Evidently Mrs. Honeychurch was shattered.

“How do you do?” said Miss Bartlett, with a meaning glance, as though conveying that more than dahlias had been broken off by the autumn gales.

“Here, Lennie, the bass,” cried Mrs. Honeychurch. The garden-child, who did not know what bass was, stood rooted to the path with horror. Minnie slipped to her uncle and whispered that everyone was very disagreeable today, and that it was not her fault if dahlia-strings would tear longways instead of across.

“Come for a walk with me,” he told her. “You have worried them as much as they can stand. Mrs. Honeychurch, I only called in aimlessly. I shall take her up to tea at the Beehive Tavern, if I may.”

“Oh, must you? Yes do.⁠—Not the scissors, thank you, Charlotte, when both my hands are full already⁠—I’m perfectly certain that the orange cactus will go before I can get to it.”

Mr. Beebe, who was an adept at relieving situations, invited Miss Bartlett to accompany them to this mild festivity.

“Yes, Charlotte, I don’t want you⁠—do go; there’s nothing to stop about for, either in the house or out of it.”

Miss Bartlett said that her duty lay in the dahlia bed, but when she had exasperated everyone, except Minnie, by a refusal, she turned round and exasperated Minnie by an acceptance. As they walked up the garden, the orange cactus fell, and Mr. Beebe’s last vision was of the garden-child clasping it like a lover, his dark head buried in a wealth of blossom.

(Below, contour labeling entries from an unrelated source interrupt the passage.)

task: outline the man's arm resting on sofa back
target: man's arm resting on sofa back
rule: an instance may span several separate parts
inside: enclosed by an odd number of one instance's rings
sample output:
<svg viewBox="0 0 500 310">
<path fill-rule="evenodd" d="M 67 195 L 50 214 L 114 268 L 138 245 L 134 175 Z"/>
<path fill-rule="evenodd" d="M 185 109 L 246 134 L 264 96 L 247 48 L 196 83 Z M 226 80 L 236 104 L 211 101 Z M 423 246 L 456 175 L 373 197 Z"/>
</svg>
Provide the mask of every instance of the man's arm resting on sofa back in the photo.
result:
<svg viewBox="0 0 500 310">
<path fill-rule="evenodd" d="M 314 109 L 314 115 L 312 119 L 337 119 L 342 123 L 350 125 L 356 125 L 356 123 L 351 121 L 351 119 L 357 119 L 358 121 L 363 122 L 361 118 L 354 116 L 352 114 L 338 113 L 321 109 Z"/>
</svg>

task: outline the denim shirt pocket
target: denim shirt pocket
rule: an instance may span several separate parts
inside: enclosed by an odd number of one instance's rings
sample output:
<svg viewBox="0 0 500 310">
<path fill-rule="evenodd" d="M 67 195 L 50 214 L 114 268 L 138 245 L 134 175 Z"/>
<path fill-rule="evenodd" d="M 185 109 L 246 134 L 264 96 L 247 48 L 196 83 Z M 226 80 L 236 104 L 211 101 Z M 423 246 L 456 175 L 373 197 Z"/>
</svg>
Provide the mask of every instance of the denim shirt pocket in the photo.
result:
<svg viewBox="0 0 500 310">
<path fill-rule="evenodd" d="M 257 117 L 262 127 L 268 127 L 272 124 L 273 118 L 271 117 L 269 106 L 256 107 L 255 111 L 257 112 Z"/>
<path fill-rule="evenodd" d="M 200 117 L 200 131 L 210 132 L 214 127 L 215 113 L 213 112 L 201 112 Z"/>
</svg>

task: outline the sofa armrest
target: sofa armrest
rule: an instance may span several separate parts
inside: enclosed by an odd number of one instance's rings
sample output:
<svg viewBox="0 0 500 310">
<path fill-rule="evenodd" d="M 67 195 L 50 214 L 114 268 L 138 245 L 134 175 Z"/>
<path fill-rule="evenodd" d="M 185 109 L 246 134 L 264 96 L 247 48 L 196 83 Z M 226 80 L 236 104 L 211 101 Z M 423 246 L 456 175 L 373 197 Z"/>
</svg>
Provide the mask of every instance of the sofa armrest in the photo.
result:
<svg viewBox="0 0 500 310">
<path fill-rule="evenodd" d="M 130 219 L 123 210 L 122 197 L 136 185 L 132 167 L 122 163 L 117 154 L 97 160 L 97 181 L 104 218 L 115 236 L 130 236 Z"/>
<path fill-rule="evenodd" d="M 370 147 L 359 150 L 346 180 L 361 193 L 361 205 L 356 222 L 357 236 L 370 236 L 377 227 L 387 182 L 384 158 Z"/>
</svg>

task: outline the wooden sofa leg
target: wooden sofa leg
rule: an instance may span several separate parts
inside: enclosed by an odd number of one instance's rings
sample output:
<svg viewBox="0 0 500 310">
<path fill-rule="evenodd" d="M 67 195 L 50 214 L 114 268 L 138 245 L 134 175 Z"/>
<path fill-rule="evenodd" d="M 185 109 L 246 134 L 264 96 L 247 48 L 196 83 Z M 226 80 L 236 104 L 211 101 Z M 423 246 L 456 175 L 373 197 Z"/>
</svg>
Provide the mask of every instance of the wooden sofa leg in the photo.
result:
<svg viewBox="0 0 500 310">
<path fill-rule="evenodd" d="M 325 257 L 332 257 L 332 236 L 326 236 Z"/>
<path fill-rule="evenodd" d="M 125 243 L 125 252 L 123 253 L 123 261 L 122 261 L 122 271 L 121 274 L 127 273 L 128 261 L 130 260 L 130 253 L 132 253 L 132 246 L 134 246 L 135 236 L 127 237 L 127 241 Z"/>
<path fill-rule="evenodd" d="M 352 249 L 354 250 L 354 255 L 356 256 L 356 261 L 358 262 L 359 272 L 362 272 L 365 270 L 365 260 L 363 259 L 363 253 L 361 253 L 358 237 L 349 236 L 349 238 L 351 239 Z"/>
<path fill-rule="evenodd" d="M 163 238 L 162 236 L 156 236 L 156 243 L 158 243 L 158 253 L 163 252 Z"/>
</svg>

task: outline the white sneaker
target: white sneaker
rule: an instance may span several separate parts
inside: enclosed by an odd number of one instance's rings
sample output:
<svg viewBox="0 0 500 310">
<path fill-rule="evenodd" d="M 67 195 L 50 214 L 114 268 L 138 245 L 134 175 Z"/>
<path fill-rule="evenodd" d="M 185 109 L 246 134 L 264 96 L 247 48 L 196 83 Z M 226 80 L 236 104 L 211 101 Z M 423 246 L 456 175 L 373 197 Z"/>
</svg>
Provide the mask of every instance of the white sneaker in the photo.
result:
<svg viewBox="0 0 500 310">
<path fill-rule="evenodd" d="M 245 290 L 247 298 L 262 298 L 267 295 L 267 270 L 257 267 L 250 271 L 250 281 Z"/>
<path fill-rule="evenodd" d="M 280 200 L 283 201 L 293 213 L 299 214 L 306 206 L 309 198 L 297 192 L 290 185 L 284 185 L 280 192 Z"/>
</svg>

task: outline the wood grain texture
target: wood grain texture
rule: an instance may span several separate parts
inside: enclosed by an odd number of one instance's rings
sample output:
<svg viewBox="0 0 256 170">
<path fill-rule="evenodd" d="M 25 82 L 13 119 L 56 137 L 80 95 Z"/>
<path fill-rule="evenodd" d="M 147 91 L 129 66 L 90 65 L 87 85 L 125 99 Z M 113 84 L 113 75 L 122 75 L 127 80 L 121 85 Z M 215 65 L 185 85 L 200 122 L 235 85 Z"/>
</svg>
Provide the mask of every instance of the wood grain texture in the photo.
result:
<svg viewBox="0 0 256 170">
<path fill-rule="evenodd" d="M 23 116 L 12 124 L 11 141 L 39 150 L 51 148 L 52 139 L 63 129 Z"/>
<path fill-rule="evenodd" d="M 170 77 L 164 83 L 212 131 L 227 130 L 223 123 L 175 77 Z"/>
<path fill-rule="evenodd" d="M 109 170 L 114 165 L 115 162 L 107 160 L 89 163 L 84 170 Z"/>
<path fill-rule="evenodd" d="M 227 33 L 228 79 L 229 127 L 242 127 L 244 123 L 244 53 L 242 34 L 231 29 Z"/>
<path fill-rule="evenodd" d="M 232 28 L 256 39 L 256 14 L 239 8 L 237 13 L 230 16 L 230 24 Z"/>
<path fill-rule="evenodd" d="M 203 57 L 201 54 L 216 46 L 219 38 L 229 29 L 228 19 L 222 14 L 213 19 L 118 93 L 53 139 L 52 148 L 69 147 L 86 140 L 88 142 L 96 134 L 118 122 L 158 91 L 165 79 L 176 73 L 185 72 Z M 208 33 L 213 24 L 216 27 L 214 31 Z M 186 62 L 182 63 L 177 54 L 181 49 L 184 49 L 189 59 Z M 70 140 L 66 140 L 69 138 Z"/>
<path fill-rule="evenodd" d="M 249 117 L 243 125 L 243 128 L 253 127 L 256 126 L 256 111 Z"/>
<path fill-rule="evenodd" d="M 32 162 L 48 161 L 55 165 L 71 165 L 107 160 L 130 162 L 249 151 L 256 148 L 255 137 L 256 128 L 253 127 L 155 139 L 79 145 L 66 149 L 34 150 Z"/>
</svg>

“It is terrible, this havoc among the flowers,” he remarked.

“It is always terrible when the promise of months is destroyed in a moment,” enunciated Miss Bartlett.

“Perhaps we ought to send Miss Honeychurch down to her mother. Or will she come with us?”

“I think we had better leave Lucy to herself, and to her own pursuits.”

“They’re angry with Miss Honeychurch because she was late for breakfast,” whispered Minnie, “and Floyd has gone, and Mr. Vyse has gone, and Freddy won’t play with me. In fact, Uncle Arthur, the house is not at all what it was yesterday.”

“Don’t be a prig,” said her Uncle Arthur. “Go and put on your boots.”

He stepped into the drawing-room, where Lucy was still attentively pursuing the Sonatas of Mozart. She stopped when he entered.

“How do you do? Miss Bartlett and Minnie are coming with me to tea at the Beehive. Would you come too?”

“I don’t think I will, thank you.”

“No, I didn’t suppose you would care to much.”

Lucy turned to the piano and struck a few chords.

“How delicate those Sonatas are!” said Mr. Beebe, though at the bottom of his heart, he thought them silly little things.

Lucy passed into Schumann.

“Miss Honeychurch!”

“Yes.”

“I met them on the hill. Your brother told me.”

“Oh, did he?” She sounded annoyed. Mr. Beebe felt hurt, for he had thought that she would like him to be told.

“I needn’t say that it will go no further.”

“Mother, Charlotte, Cecil, Freddy, you,” said Lucy, playing a note for each person who knew, and then playing a sixth note.

“If you’ll let me say so, I am very glad, and I am certain that you have done the right thing.”

“So I hoped other people would think, but they don’t seem to.”

“I could see that Miss Bartlett thought it unwise.”

“So does mother. Mother minds dreadfully.”

“I am very sorry for that,” said Mr. Beebe with feeling.